Me miró por unos segundos en silencio, sorprendida:

—¿Es que acaso no te importa si me acuesto con otro?— me dijo por fin, casi a punto de llorar.

—Por el contrario, mi amor. Claro que me importa, y mucho. Porque si algo hace a tu felicidad, eso es vital para mí. Sólo que creo que si Hugo te gusta, lejos de ser un problema, puede ser una realización para vos. Y creo que nuestro amor es suficientemente fuerte como para disfrutarlo sin herirnos...

Otra vez caminó en silencio, pero a los pocos instantes, ya un poco más distendida, volvió a sentarse junto a mí, recostándose sobre mi pecho, como al principio. Con voz calmada, pero llena de curiosidad, me preguntó:

—¿Y qué sentiste cuando me viste con Hugo?

—Excitación...—le respondí— Una terrible excitación. Y unas ganas de que continuaran...

Y mientras le confesaba mis sensaciones, comencé a desprenderle la blusa y a acariciar sus senos. A los pocos minutos, ya desnudos, hacíamos el amor como enloquecidos, hasta quedar exhaustos.
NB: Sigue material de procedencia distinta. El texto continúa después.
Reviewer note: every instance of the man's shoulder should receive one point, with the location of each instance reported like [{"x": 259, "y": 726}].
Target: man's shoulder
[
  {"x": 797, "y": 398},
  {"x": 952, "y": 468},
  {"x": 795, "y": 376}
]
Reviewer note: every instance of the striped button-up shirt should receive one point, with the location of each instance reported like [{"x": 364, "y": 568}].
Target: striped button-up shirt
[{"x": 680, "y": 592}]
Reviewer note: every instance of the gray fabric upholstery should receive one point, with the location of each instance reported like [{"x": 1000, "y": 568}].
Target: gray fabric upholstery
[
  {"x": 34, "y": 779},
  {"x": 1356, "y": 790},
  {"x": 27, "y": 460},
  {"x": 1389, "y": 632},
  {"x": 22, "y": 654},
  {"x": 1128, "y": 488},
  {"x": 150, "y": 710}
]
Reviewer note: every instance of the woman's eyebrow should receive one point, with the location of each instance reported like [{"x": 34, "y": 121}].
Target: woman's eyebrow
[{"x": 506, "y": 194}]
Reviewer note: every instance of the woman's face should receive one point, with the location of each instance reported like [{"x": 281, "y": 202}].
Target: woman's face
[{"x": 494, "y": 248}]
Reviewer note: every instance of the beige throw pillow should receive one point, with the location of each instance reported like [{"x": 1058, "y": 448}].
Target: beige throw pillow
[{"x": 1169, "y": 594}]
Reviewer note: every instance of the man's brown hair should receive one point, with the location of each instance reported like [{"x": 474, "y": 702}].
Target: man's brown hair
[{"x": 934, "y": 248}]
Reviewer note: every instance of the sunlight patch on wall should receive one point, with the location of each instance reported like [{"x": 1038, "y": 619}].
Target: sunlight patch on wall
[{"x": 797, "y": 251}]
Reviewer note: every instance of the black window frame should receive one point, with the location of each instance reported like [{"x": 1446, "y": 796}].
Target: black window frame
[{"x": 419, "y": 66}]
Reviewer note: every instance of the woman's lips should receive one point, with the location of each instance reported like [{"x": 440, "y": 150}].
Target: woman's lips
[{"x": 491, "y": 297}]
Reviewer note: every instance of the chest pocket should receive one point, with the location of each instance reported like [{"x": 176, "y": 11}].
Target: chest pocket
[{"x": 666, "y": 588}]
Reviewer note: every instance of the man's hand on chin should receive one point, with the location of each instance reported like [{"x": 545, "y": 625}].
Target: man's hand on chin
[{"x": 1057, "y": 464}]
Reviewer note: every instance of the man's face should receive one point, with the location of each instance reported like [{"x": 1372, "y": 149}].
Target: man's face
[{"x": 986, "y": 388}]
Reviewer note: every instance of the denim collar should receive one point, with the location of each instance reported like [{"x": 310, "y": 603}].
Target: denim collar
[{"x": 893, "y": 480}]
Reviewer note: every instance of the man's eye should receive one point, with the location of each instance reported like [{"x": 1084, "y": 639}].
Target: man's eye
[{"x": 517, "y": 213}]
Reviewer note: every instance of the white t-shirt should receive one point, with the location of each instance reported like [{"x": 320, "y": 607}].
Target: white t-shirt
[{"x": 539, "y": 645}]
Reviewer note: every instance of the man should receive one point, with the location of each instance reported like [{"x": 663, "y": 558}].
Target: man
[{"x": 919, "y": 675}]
Ya en el borde del sueño, en el punto intermedio de la semiinconsciencia, escuché que me hacía aún una pregunta:

—Así que te excitó ver como Hugo me acariciaba...¿Y qué otra cosa te excitaría más?

Y me escuché a mí mismo responderle entre sueños:

—Verte cogida por Hugo...

Al cabo de unos días llegaban las fiestas de fin de año, y nuestro amigo se iría para pasarlas con su familia. Organizamos, a modo de despedida, una cena fría para ese último sábado juntos, al menos en ese año.
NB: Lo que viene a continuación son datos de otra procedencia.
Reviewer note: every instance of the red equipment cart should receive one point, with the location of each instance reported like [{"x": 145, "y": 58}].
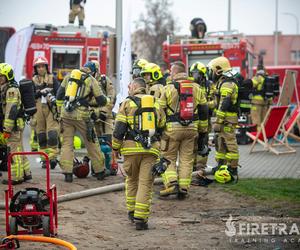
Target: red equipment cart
[{"x": 33, "y": 209}]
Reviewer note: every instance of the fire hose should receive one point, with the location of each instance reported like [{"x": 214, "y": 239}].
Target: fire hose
[
  {"x": 10, "y": 245},
  {"x": 93, "y": 191}
]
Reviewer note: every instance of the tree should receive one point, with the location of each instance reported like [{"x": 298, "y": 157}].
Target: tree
[{"x": 153, "y": 29}]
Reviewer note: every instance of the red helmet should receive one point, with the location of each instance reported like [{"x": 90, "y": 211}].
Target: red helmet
[
  {"x": 81, "y": 169},
  {"x": 40, "y": 60}
]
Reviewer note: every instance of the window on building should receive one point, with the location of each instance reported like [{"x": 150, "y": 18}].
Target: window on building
[{"x": 295, "y": 55}]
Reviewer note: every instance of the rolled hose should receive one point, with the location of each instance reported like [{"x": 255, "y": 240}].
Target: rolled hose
[
  {"x": 55, "y": 241},
  {"x": 93, "y": 191}
]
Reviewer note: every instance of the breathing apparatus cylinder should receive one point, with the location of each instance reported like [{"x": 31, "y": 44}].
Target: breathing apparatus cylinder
[
  {"x": 27, "y": 96},
  {"x": 72, "y": 88},
  {"x": 148, "y": 116}
]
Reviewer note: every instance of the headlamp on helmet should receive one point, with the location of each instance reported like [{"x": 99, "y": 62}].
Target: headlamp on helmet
[
  {"x": 152, "y": 69},
  {"x": 7, "y": 70}
]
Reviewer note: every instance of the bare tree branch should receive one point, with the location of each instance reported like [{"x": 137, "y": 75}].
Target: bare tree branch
[{"x": 153, "y": 29}]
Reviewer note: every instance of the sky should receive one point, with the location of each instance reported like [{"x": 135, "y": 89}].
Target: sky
[{"x": 251, "y": 17}]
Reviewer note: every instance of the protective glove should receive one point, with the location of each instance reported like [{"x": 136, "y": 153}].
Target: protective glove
[
  {"x": 160, "y": 167},
  {"x": 45, "y": 91},
  {"x": 6, "y": 135},
  {"x": 217, "y": 127},
  {"x": 204, "y": 151},
  {"x": 102, "y": 116}
]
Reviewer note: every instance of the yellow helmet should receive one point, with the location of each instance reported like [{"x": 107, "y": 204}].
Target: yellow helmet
[
  {"x": 77, "y": 142},
  {"x": 153, "y": 69},
  {"x": 97, "y": 64},
  {"x": 140, "y": 63},
  {"x": 137, "y": 66},
  {"x": 75, "y": 75},
  {"x": 219, "y": 65},
  {"x": 7, "y": 70},
  {"x": 222, "y": 175},
  {"x": 197, "y": 66}
]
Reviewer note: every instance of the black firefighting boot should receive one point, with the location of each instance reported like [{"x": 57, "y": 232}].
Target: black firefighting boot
[
  {"x": 173, "y": 189},
  {"x": 53, "y": 163},
  {"x": 131, "y": 216},
  {"x": 44, "y": 164},
  {"x": 140, "y": 224},
  {"x": 182, "y": 193},
  {"x": 100, "y": 176},
  {"x": 68, "y": 177}
]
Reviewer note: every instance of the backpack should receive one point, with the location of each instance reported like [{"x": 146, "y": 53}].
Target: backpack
[
  {"x": 185, "y": 103},
  {"x": 144, "y": 121},
  {"x": 26, "y": 88}
]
Faltaban aún dos horas para que llegara nuestro invitado cuando María Inés me llamó.

—Decime, ¿qué ropa me pongo?

—¿Y desde cuándo me consultás? Ponete la que quieras. Para mí siempre estarás hermosa...

Entonces extendió unas prendas sobre nuestra cama, e insistió:

—¿Te parecen éstas?

Tenía ante mí una falda roja y ancha, que yo conocía muy bien por el enorme tajo que la recorría en todo su largo, al frente. Era una de mis preferidas. Y también una blusa de seda transparente, de un blanco apagado. Completaba el conjunto una pequeña tanga roja. La miré con una sonrisa y le dije:

—¿No falta el corpiño?

—Eso depende de vos— me contestó con soltura.
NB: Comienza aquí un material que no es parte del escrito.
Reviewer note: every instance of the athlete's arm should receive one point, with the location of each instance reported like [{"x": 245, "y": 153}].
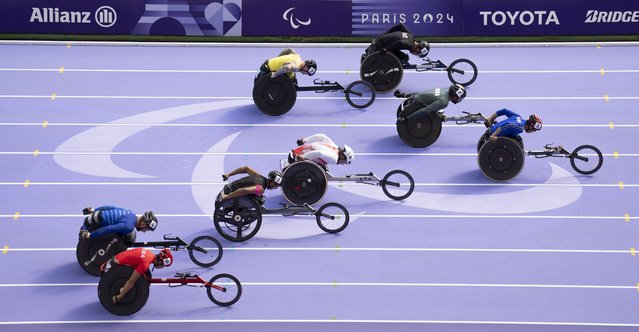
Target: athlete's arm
[
  {"x": 120, "y": 228},
  {"x": 127, "y": 286},
  {"x": 240, "y": 192},
  {"x": 286, "y": 68}
]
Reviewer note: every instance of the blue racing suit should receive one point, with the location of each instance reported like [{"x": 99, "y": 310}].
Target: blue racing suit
[
  {"x": 113, "y": 220},
  {"x": 510, "y": 127}
]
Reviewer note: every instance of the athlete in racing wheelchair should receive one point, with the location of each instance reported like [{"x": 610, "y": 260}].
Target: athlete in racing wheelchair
[
  {"x": 420, "y": 115},
  {"x": 106, "y": 220},
  {"x": 397, "y": 39},
  {"x": 254, "y": 184},
  {"x": 287, "y": 63},
  {"x": 322, "y": 150}
]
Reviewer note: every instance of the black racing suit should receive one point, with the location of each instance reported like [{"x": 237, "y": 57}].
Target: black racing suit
[
  {"x": 248, "y": 181},
  {"x": 396, "y": 39}
]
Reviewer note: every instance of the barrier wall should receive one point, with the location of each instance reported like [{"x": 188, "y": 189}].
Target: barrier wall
[{"x": 320, "y": 17}]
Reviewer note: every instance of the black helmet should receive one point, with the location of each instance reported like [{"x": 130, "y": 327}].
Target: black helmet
[
  {"x": 275, "y": 176},
  {"x": 312, "y": 67},
  {"x": 457, "y": 90},
  {"x": 150, "y": 219},
  {"x": 424, "y": 48}
]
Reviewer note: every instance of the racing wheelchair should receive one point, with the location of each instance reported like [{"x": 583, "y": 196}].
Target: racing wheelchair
[
  {"x": 503, "y": 159},
  {"x": 239, "y": 219},
  {"x": 420, "y": 134},
  {"x": 276, "y": 96},
  {"x": 307, "y": 182},
  {"x": 204, "y": 250},
  {"x": 385, "y": 71},
  {"x": 223, "y": 289}
]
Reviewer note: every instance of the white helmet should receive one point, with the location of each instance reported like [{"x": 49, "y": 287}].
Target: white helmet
[{"x": 348, "y": 153}]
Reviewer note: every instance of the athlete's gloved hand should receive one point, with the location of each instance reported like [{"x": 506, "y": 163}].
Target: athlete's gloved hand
[
  {"x": 84, "y": 234},
  {"x": 399, "y": 94}
]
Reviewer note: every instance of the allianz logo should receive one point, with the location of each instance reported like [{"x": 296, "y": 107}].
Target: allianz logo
[
  {"x": 104, "y": 16},
  {"x": 526, "y": 17},
  {"x": 616, "y": 16}
]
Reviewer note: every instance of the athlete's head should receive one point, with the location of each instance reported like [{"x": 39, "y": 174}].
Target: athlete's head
[
  {"x": 309, "y": 68},
  {"x": 457, "y": 93},
  {"x": 164, "y": 258},
  {"x": 148, "y": 222},
  {"x": 346, "y": 155},
  {"x": 533, "y": 123},
  {"x": 274, "y": 179},
  {"x": 420, "y": 48}
]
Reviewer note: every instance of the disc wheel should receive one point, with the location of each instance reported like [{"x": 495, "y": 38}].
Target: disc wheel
[
  {"x": 205, "y": 251},
  {"x": 237, "y": 219},
  {"x": 586, "y": 159},
  {"x": 383, "y": 71},
  {"x": 91, "y": 253},
  {"x": 274, "y": 96},
  {"x": 462, "y": 71},
  {"x": 360, "y": 94},
  {"x": 501, "y": 160},
  {"x": 231, "y": 292},
  {"x": 332, "y": 217},
  {"x": 398, "y": 185},
  {"x": 304, "y": 182},
  {"x": 419, "y": 133},
  {"x": 110, "y": 284}
]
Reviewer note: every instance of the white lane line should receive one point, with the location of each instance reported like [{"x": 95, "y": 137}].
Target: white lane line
[
  {"x": 541, "y": 98},
  {"x": 343, "y": 71},
  {"x": 336, "y": 249},
  {"x": 363, "y": 284},
  {"x": 373, "y": 216},
  {"x": 321, "y": 321},
  {"x": 333, "y": 183},
  {"x": 270, "y": 125}
]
—¿Estás segura? ¿Hasta donde querés llegar?

Me miró a los ojos serenamente, y mientras se dibujaba una sonrisa entre sus labios, me dijo:

—Hasta donde vos quieras...

—Entonces...me parece bien la ropa...sin corpiño.

Imprevistamente, llamaron a la puerta. Nuestro invitado se había adelantado casi una hora a lo esperado, así que rápidamente improvisamos un picado hasta que María Inés se bañara y se cambiara. Nos sentamos en la galería, y entre mi mujer y yo servimos unos fiambres y vino blanco helado. Luego, nos sentamos con Hugo, mientras mi esposa se retiraba a nuestras habitaciones.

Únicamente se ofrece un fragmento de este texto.